You will then need to install a recent stable version of Rust (e.g. using
[Rustup](https://rustup.rs/)) for your user.

You can then build the blackbox data:

```
./build_blackbox_data.sh
tar cfz ~/src_files.tgz src_files
```

Copy the `src_files.tgz` file to the machine you wish to run the main
experiment on. **Please do not run the experiment on the Blackbox server!**

## Installing dependencies

To run the experiments on your local machine, you need to install LaTeX, Python
2.7, Rust 1.42 (or later). To build the paper you will also need to install Dia
and Inkscape.

In order to process the results (i.e. generate PDF graphs and LaTeX tables),
you will need to install the following Python libraries: matplotlib, pandas,
and seaborn. There are various ways to do this (e.g. OS packages; PIP), so
please use whichever mechanism you are most comfortable with.

There are several ways to install Rust, but [Rustup](https://rustup.rs/)
is generally the easiest, as it installs it solely for your user account:

```
curl --proto '=https' --tlsv1.2 -sSf https://sh.rustup.rs | sh
```

When asked, select `1) Proceed with installation (default)` to install.

## Running the experiment

When you have installed the dependencies, and assuming you copied
`src_files.tgz` to the root of your home directory, execute the following
commands:

```
git clone https://github.com/softdevteam/error_recovery_experiment
cd error_recovery_experiment/blackbox
tar xfz ~/src_files.tgz
cd ../runner
./build.sh
```

This will download and build the various parser variants used in the experiment
(taking about 10 minutes).

At this point you then need to decide whether you want to run the full
experiment or not. The full experiment takes about 15 days to run and about 10
hours to process the generated data. You can reduce the execution time by
cutting down the number of times that data is rerun / reprocessed: this will
slightly reduce the quality of the subsequent data, although it should not
substantially affect your ability to tell whether you have replicated the
paper's results or not. We suggest changing: the `PEXECS` variable in
`runner/run.py` from 30 to 3; and the `BOOTSTRAP` variable in
`runner/process.py` from 10,000 to 100. With these numbers, the experiment
takes about 11 hours to run and data processing takes about 10 minutes to run.
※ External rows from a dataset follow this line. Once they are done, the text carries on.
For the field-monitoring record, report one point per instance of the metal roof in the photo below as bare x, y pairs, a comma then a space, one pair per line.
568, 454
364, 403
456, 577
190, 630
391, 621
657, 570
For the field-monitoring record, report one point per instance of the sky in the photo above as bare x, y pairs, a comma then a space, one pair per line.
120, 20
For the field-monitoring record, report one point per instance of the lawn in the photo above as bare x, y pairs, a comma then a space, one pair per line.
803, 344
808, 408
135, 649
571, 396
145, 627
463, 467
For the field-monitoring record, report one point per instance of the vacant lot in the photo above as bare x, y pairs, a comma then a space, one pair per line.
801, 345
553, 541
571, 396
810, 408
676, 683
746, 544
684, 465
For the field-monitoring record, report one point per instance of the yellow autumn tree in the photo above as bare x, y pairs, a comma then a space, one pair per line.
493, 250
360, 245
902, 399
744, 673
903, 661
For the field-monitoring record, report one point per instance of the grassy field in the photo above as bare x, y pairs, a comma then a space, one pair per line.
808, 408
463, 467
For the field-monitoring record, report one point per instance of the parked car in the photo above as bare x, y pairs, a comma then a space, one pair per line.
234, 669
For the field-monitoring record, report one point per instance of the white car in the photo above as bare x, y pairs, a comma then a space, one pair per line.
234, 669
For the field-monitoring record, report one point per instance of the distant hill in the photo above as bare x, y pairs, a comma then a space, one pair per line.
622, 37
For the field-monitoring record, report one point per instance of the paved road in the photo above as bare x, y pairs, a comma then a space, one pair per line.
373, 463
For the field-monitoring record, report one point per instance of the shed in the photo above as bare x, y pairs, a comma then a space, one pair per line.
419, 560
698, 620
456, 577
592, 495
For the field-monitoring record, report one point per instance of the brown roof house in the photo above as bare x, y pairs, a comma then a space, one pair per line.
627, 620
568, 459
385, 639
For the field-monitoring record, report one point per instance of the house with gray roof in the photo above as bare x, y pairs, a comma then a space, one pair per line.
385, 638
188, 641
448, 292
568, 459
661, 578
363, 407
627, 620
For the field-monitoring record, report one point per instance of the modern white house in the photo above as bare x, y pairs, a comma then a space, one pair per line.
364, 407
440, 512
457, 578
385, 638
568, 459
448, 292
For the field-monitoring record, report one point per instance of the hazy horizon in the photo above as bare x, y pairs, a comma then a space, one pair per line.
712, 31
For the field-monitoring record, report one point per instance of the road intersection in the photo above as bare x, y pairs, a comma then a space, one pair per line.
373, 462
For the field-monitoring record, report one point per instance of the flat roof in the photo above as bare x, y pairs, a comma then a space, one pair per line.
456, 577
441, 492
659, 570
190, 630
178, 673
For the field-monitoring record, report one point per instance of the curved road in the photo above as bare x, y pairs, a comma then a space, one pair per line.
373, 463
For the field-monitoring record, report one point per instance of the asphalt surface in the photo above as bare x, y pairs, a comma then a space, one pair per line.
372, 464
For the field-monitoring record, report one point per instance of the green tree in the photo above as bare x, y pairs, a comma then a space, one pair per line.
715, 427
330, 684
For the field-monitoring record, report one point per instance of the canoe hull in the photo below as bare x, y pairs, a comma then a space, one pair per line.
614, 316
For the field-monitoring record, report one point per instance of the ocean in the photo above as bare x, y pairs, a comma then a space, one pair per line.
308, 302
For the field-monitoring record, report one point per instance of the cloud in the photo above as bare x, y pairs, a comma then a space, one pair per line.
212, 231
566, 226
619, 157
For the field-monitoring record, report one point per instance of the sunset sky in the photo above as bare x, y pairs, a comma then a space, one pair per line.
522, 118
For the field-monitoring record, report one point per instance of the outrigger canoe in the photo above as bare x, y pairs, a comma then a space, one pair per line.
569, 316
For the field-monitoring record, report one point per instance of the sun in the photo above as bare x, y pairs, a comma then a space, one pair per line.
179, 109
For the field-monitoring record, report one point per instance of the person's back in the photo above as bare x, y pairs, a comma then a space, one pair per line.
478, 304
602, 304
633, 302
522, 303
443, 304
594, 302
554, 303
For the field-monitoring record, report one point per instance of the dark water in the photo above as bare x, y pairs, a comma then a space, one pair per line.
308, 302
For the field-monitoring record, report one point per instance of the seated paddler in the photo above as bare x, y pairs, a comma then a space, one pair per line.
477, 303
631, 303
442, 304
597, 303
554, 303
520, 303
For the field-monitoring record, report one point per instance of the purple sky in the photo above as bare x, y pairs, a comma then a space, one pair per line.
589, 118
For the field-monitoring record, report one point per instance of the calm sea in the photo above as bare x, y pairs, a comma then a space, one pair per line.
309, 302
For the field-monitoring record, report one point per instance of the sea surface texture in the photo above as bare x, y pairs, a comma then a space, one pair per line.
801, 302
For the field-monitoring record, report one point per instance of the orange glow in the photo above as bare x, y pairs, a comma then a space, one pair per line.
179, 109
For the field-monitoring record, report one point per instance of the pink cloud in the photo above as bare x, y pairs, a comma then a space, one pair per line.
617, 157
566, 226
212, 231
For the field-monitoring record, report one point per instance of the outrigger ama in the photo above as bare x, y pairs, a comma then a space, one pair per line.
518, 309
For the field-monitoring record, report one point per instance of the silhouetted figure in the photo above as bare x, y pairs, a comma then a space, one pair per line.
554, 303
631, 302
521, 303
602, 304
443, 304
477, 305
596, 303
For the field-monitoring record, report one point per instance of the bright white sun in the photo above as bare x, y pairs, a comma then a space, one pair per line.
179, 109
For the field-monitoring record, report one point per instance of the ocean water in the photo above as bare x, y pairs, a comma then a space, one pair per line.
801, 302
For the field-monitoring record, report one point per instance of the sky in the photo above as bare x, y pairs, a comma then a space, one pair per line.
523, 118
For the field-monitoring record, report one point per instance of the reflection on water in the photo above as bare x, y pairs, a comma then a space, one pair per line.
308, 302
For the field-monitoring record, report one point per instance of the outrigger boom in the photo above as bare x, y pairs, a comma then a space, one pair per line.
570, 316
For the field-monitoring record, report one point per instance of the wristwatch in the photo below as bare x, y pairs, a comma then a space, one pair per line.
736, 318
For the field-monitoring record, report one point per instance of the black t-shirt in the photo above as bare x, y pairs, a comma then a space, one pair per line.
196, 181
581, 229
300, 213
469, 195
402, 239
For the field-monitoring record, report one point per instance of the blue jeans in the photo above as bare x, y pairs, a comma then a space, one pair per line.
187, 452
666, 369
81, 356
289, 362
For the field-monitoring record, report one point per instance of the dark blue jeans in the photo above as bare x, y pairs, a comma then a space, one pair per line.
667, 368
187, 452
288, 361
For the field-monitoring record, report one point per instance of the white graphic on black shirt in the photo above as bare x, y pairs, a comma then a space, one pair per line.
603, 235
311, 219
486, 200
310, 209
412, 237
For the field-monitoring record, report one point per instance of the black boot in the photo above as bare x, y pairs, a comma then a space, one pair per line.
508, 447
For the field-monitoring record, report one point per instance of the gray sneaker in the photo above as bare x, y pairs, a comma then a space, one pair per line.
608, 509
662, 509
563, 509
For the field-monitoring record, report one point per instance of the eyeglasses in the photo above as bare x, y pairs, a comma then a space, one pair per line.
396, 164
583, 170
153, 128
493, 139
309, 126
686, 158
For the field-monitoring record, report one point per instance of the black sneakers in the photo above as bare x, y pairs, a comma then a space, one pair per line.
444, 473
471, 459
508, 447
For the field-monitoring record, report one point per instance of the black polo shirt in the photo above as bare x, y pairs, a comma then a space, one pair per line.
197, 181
You should then execute the following commands:

```
./run.sh
./process.py
```

The `run.sh` command produces some rough statistics as it progresses -- these
are simple sanity checks that are not fully post-processed and are not directly
comparable with numbers in the paper. `process.py` produces a number of `.ltx`
and `.pdf` files. You can examine these individually, or you can rebuild our
paper with the data from your run by first downloading the paper source:

```
git clone https://github.com/softdevteam/error_recovery_paper
cd error_recovery_paper
```

Copy the `.ltx` and `.pdf` files you have created into the root of the
`error_recovery_paper` directory and execute `make` (if on *BSD, you will need
to use `gmake`). This will build a file `error_recovery.pdf` which should be a
version of the paper with your data in.

## A brief guide to the source code

The experiment downloads the
[grmtools](https://github.com/softdevteam/grmtools/) library, checks out a
fixed version of it, and then builds several variants of a Java parser (the
`runner/java_parser_*` executables). It does this by repeatedly patching
grmtools and the Java parser, clearing any existing build, and then rebuilding
the Java parser. `runner/build.sh` shows which patches are used for each
variant.

The source code for the Java parser can be found in `runner/java_parser`: in
essence, it is a thin wrapper around the Java grammar which reports some simple
statistics.

For more information on grmtools itself, the best starting point is the
[grmtools book](https://softdevteam.github.io/grmtools/master/book/) and/or the
API documentation (this is split into sub-libraries, though the [lrpar
API](https://docs.rs/lrpar/0.6.2/lrpar/) is probably the most relevant).

The bulk of the error recovery code itself can be found in
`runner/grmtools/lrpar/src/lib/cpctplus.rs` although some of the helper
functions are in `runner/grmtools/lrpar/src/lib/mf.rs`. Both files are fairly
heavily commented to help you match them up against the paper.